[Re] Benchmarking LLM Capabilities in Negotiation through Scoreable Games
Jorge Carrasco Pollo, Ioannis Kapetangeorgis, Joshua Rosenthal, John Hua Yao
TL;DR
The paper tackles the challenge of evaluating LLM negotiation capabilities with a complex, Scoreable Games benchmark, focusing on reproducibility and fairness across diverse models. It reproduces and extends Abdelnabi et al.'s framework, introduces new evaluation metrics (USW, ESW, NSW, IoU, sparsity), and implements leakage fixes and code corrections to improve interpretability. Through extensive experiments across multiple models and game variants, it shows that model comparisons remain fragile and sensitive to configuration choices, casting doubt on the objectivity of the original benchmark claims. The findings underscore the need for richer diversity in game setups and formal evaluation criteria, with practical implications for researchers and developers seeking robust, generalizable negotiation benchmarks. The work also highlights the environmental and methodological considerations necessary for reproducible, open benchmarking of LLMs in social and strategic contexts.
Abstract
Large Language Models (LLMs) demonstrate significant potential in multi-agent negotiation tasks, yet evaluation in this domain remains challenging due to a lack of robust and generalizable benchmarks.
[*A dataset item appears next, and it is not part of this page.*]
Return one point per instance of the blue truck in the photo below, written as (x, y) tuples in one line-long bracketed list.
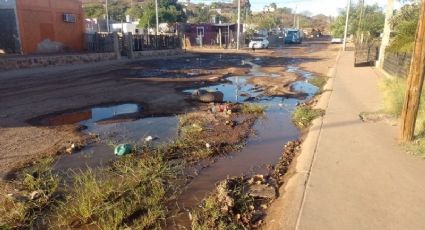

Abdelnabi et al. (2024) introduce a negotiation benchmark based on Scoreable Games, with the aim of developing a highly complex and realistic evaluation framework for LLMs. Our work investigates the reproducibility of claims in their benchmark, and provides a deeper understanding of its usability and generalizability. We replicate the original experiments on additional models, and introduce additional metrics to verify negotiation quality and evenness of evaluation. Our findings reveal that while the benchmark is indeed complex, model comparison is ambiguous, raising questions about its objectivity. Furthermore, we identify limitations in the experimental setup, particularly in information leakage detection and thoroughness of the ablation study. By examining and analyzing the behavior of a wider range of models on an extended version of the benchmark, we reveal insights that provide additional context to potential users. Our results highlight the importance of context in model-comparative evaluations.